For that, i want to use group-object cmdlet, to collect all duplicates, than remain only 1 in each group.
But running this line on folder of 50k items (i have mailboxes with folders of 120k items), producing error - "Insufficient memory to continue the execution of the program."
I don't have to bring here the entire script. i tried just those line in the code below, and i got the error after few minuts.
Details:
The command:
$user = '[email protected]'
$outlook = New-Object -com Outlook.Application
$namespace = $outlook.GetNamespace("MAPI")
$mailbox = $namespace.Stores | ? {$_.displayname -like $user}
$global:mailboxRoot = $mailbox.GetRootFolder()

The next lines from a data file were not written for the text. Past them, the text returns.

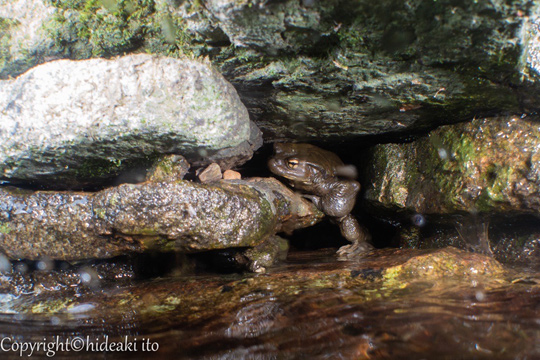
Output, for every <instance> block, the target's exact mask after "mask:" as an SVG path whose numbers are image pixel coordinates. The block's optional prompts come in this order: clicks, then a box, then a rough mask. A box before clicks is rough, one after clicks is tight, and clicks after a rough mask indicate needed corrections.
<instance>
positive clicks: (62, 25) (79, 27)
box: [44, 0, 155, 58]
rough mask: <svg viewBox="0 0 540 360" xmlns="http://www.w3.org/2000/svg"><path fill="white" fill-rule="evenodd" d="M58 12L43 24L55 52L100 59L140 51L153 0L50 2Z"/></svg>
mask: <svg viewBox="0 0 540 360" xmlns="http://www.w3.org/2000/svg"><path fill="white" fill-rule="evenodd" d="M50 3H51V4H52V5H53V6H54V7H56V8H57V9H58V11H57V12H56V13H55V15H54V16H53V18H52V19H51V20H50V21H49V23H47V24H45V26H44V27H45V29H46V31H47V32H48V35H49V37H51V38H52V39H53V40H54V41H55V44H56V46H57V47H58V48H59V52H61V53H68V54H70V55H71V56H73V57H75V58H87V57H91V56H94V57H102V56H112V55H116V54H121V53H123V52H127V51H133V50H136V49H137V48H139V47H141V46H142V44H143V41H144V38H145V35H146V33H147V29H148V27H149V26H150V24H151V23H152V21H153V19H154V17H153V15H154V13H155V4H154V1H153V0H118V1H116V3H109V2H107V1H98V0H50Z"/></svg>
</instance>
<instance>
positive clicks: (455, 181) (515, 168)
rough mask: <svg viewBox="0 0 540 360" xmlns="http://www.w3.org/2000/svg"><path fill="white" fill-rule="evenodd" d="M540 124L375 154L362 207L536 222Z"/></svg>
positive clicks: (419, 143) (378, 147) (421, 212)
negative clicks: (535, 214)
mask: <svg viewBox="0 0 540 360" xmlns="http://www.w3.org/2000/svg"><path fill="white" fill-rule="evenodd" d="M539 149H540V124H539V123H538V122H536V120H535V119H529V118H524V119H520V118H516V117H501V118H486V119H476V120H473V121H472V122H470V123H465V124H458V125H451V126H443V127H441V128H439V129H437V130H435V131H432V132H431V133H429V135H427V136H426V137H423V138H420V139H418V140H416V141H414V142H412V143H408V144H382V145H377V146H375V148H374V150H373V151H372V152H371V154H370V158H369V160H368V163H369V166H368V167H367V169H366V177H365V180H366V181H365V189H366V194H365V199H366V201H367V203H368V204H369V205H370V206H371V207H372V208H374V209H377V210H379V211H381V212H386V213H389V212H394V211H397V212H405V213H406V214H410V215H412V214H415V213H416V214H423V215H426V214H452V213H459V212H465V213H473V214H474V213H487V212H489V213H493V214H507V215H508V214H510V215H512V214H513V215H518V214H538V211H539V210H540V196H539V194H540V192H539V190H540V176H539V174H540V172H539V169H538V158H539V156H540V153H539Z"/></svg>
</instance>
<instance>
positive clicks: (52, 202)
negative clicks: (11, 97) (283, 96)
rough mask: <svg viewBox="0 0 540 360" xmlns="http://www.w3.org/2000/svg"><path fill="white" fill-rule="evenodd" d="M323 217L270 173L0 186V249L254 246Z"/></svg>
mask: <svg viewBox="0 0 540 360" xmlns="http://www.w3.org/2000/svg"><path fill="white" fill-rule="evenodd" d="M322 217H323V214H322V213H321V212H319V211H318V210H317V209H316V208H315V206H314V205H313V204H311V203H310V202H309V201H307V200H305V199H303V198H302V197H301V196H300V195H298V194H295V193H293V192H292V191H291V190H289V189H288V188H286V187H285V186H284V185H283V184H281V183H280V182H279V181H277V180H275V179H272V178H258V179H257V178H253V179H251V180H249V181H245V180H234V181H222V182H219V183H215V184H212V185H209V184H197V183H194V182H191V181H185V180H178V181H176V182H156V183H154V182H145V183H142V184H124V185H120V186H117V187H112V188H108V189H105V190H102V191H100V192H96V193H76V192H39V191H38V192H32V191H26V190H20V189H14V188H7V187H3V188H0V248H1V250H2V252H3V253H4V254H5V255H6V256H7V257H8V258H10V259H19V258H23V259H30V260H40V259H42V258H44V257H46V258H50V259H55V260H76V259H89V258H108V257H113V256H117V255H122V254H129V253H132V252H143V251H148V250H157V251H170V250H180V251H184V252H196V251H205V250H215V249H226V248H232V247H253V246H257V245H259V244H261V243H262V242H263V241H265V240H266V239H268V238H269V237H270V236H272V235H274V234H275V233H276V232H280V231H292V230H294V229H298V228H302V227H306V226H310V225H313V224H314V223H316V222H318V221H319V220H320V219H321V218H322Z"/></svg>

$bb = $mailboxRoot.Folders[1].Items | Group-Object -Property senton, subject
Machine Memory: 32GB
Error output while: outlook memory around 520-550 MB
WSManConfig: Microsoft.WSMan.Management\WSMan::localhost\Shell
Type Name SourceOfValue Value
---- ---- ------------- -----
System.String AllowRemoteShellAccess GPO true
System.String IdleTimeout 7200000
System.String MaxConcurrentUsers 2147483647
System.String MaxShellRunTime 2147483647
System.String MaxProcessesPerShell 2147483647
System.String MaxMemoryPerShellMB 2147483647
System.String MaxShellsPerUser 2147483647
CodePudding user response:
The error you received is generated by Outlook, not powershell. The memory limits of Outlook depend on the installed version (2013, O365, 2007, etc.) and whether it is 32-bit or 64-bit.
One problem you've got is that you're storing the entire message item (including the body) in memory. Try selecting only the properties you need - for example:
$inbox = $mailboxRoot.Folders[2].Items | select -Property SentOn,Subject,EntryID
Then group them after the query is done, saving only groups with duplicates:
$grouped = $inbox | Group-Object SentOn,subject | Where-Object Count -gt 1
For some reason, getting the items and grouping them as one pipeline seemed to cause outlook to balloon in memory usage - maybe it keeps something open too long?
And when you've completed your task for that mailbox, it's probably worth closing outlook before starting a new search:
$outlook.Quit()
Get-Process 'outlook' | Stop-Process
This saved me an enormous amount of memory. I saw no real memory usage increase during the script run of my 10k items inbox folder, though it did take a good 20 minutes...
I'll note that the sent time is only accurate to the second. On my 10k items, I had 70 "duplicates" (automated reports basically. Same subject same send time). Maybe that's fine for what you're doing, but it's worth being careful of.
CodePudding user response:
Since my goal is to delete those messages, i'm afraid (correct me if i'm wrong) that finding duplicates from $inbox will not delete the real mail, just the thin copy with the few attributes which placed in $inbox.
In this case, i'll have to find the real message mutch the thin copy, and delete it. considering folder with 100K items, it can take few minutes to find each duplicated mail, like this:
$duplicates = $folder.Items | ?{$_.senton -eq $x.SentOn} | ?{$_.subject -eq $x.Subject}
if (($duplicates | ?{$_.MessageClass -EQ "IPM.Note.EnterpriseVault.Shortcut"}) -ne $null) {
if (($duplicates | ?{$_.MessageClass -EQ "IPM.Note.EnterpriseVault.Shortcut"}).count -gt 1) {
($duplicates | ?{$_.MessageClass -EQ "IPM.Note.EnterpriseVault.Shortcut"})[-1].delete()
} else {
($duplicates | ?{$_.MessageClass -EQ "IPM.Note.EnterpriseVault.Shortcut"}).delete()
}
} else {
$duplicates[-1].delete()
}
This is my current code, and i find out that to delete like 10-20k duplicates from each mailbox, can take 2 week. maibe more.
Besides, there is no way to increase the memory available to outlook - if this is the program that running out of memory? I can allocate 25-28 GB of memory for that.